Sonia Faleiro takes a look at the “book boys of Mumbai” who participate in India’s quasi-illegal pirated book market. (It’s an issue also discussed in Akshay Pathak’s most recent dispatch on Indian publishing.) Faleiro notes that books often appear on the streets as soon as they’re released to stores – and also that by 1999, as much as “20 to 25 percent of all books sold in the country were pirated.” Meanwhile, the former production editor in me wonders, how the heck are they re-printing these books so quickly?
Leveling the kind of accusation that perhaps only such an esteemed writer can, Jonathan Franzen intimates that David Foster Wallace's nonfiction (such as "Shipping Out") wasn't exactly honest.

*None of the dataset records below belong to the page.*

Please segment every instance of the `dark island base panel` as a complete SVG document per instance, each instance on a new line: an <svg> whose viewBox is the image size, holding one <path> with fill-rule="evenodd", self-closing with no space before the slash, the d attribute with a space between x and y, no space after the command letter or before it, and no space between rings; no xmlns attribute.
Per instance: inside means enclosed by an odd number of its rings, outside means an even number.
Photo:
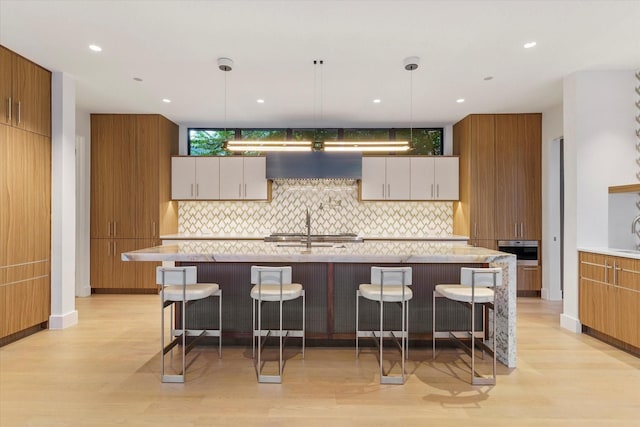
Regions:
<svg viewBox="0 0 640 427"><path fill-rule="evenodd" d="M198 267L198 282L218 283L222 289L223 342L247 344L251 338L252 263L177 263ZM292 263L261 265L291 265L293 281L301 283L306 293L307 340L310 345L344 345L355 339L356 290L369 283L371 266L410 266L413 269L413 299L409 306L409 331L412 339L431 339L432 296L437 284L459 283L461 267L486 264L344 264ZM360 329L379 328L379 306L361 299ZM217 298L193 303L187 324L193 329L217 327ZM469 311L458 303L439 298L437 301L438 330L466 330ZM302 318L301 299L284 303L284 329L299 329ZM385 304L385 329L400 328L400 305ZM482 319L478 310L478 323ZM263 328L278 328L278 304L263 306ZM210 339L213 342L215 339ZM365 344L363 340L363 344ZM365 344L366 345L366 344Z"/></svg>

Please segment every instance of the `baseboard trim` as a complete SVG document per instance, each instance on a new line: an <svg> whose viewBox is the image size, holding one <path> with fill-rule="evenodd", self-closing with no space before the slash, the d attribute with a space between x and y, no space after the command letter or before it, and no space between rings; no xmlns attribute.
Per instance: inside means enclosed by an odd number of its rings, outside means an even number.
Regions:
<svg viewBox="0 0 640 427"><path fill-rule="evenodd" d="M582 324L580 323L580 320L576 319L575 317L566 315L564 313L560 315L560 327L564 329L568 329L569 331L575 334L582 333Z"/></svg>
<svg viewBox="0 0 640 427"><path fill-rule="evenodd" d="M49 329L65 329L78 324L78 311L49 316Z"/></svg>

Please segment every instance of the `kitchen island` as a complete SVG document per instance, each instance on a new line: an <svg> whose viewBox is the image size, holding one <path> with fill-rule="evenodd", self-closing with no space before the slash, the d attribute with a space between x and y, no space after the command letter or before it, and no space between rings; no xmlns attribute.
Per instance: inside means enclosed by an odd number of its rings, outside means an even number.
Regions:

At n+1, Nick Holdstock’s diary of International Pynchon Week, held in Lublin, Poland: “The conference room looked like the United Nations as depicted in ’60s spy movies ... on the pad of the man to my left there were no notes, just a drawing of a cat wearing a shirt and tie.”
As you may have heard, Twitter went public last week, which means a lot of people are trying to figure out just what its IPO means for social media. Over at n+1, Benjamin Kunkel proposes that social media, by its very nature, cannot be profitable, and thus should be administered by the state as a public good.